The next 100 years
November 6, 2011 § Leave a comment
Over the past several decades, advances in medicine and technology have allowed people to live progressively longer lives. In the future, it is highly likely that this trend will continue; within the next 100 years, I predict that the average lifespan in first-world countries will be at least 100 years. Additionally, I expect the trend of declining birthrates to continue and intensify in first-world countries as women continue to assume nontraditional roles in society. These two combined effects will have meaningful implications for society in the future.

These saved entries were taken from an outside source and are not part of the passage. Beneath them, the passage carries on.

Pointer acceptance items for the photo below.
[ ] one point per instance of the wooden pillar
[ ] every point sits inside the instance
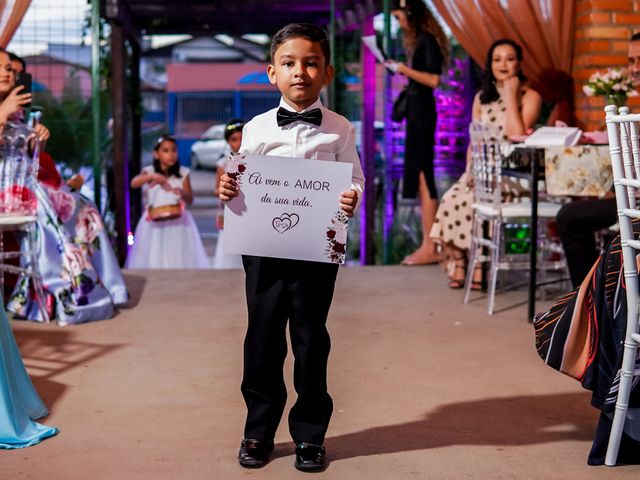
(603, 30)
(136, 130)
(120, 140)
(368, 205)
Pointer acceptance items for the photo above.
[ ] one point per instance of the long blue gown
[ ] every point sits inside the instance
(20, 404)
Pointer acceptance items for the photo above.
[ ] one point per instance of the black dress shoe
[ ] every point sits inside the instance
(310, 457)
(254, 453)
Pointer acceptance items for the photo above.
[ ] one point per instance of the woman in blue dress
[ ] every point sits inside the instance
(20, 404)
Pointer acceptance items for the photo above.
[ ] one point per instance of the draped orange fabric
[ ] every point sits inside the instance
(544, 29)
(11, 14)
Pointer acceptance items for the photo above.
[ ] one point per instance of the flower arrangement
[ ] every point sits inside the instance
(615, 86)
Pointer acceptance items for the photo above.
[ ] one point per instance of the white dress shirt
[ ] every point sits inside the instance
(334, 140)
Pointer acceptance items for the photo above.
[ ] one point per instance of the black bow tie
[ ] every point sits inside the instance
(285, 117)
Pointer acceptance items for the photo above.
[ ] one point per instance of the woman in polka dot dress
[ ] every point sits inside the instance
(512, 107)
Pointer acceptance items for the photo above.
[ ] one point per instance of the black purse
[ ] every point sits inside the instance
(399, 110)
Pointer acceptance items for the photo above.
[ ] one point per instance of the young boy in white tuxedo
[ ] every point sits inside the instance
(281, 290)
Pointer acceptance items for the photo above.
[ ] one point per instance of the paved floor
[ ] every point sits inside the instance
(424, 387)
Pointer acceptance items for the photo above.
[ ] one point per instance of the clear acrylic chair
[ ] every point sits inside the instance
(491, 213)
(624, 149)
(19, 153)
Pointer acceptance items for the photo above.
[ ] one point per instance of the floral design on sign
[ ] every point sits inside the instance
(236, 166)
(285, 222)
(337, 237)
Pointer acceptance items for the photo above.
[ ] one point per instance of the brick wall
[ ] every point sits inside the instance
(603, 29)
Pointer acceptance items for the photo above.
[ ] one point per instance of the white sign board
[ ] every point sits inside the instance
(287, 208)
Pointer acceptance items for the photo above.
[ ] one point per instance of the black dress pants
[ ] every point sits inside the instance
(298, 292)
(577, 223)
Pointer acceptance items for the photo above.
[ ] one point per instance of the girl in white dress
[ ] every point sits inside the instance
(166, 235)
(233, 136)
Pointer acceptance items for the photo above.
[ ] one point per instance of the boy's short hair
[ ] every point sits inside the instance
(302, 30)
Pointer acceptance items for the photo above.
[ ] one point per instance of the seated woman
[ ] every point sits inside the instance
(80, 272)
(507, 103)
(583, 335)
(20, 404)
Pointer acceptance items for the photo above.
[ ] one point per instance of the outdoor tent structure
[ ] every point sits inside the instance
(130, 19)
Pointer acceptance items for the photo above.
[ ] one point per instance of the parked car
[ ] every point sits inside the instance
(209, 149)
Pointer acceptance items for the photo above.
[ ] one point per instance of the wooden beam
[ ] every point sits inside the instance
(118, 12)
(368, 205)
(135, 97)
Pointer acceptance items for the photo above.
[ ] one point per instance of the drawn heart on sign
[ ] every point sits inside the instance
(285, 222)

With new, costly medical innovations and an older population, the costs of healthcare will rise enormously. Although some improvements in the future—such as dietary supplements and healthier, genetically-engineered foods—may decrease the cost of healthcare through preventative measures, other improvements will rely on very expensive technologies and procedures. When combined with a large population of elderly people, who need the largest amount of healthcare, this will produce a net rise in the cost of healthcare.
Increasing healthcare costs will force society to confront the question of who should pay for and benefit from these innovations. Ultimately, I believe the issue of healthcare will become a highly divisive class-based struggle in the next 100 years, as the wealthy will be able to utilize new life-extending procedures and cures for things like cancer, while the rest of society cannot afford these solutions. This will create a substantial amount of conflict. Additionally, there will be age-based conflict, as the young must work to support the rising healthcare needs of an aging population. Even if these conflicts are solved politically through the socialization of healthcare, there will still be substantial social conflict as people struggle to finance, legitimatize, and moralize these changes in healthcare. Overall, in the next 100 years, new technologies will transform healthcare and dramatically extend the lifespans of people in privileged countries, but these innovations will also cause a substantial amount of social, political, and moral conflict.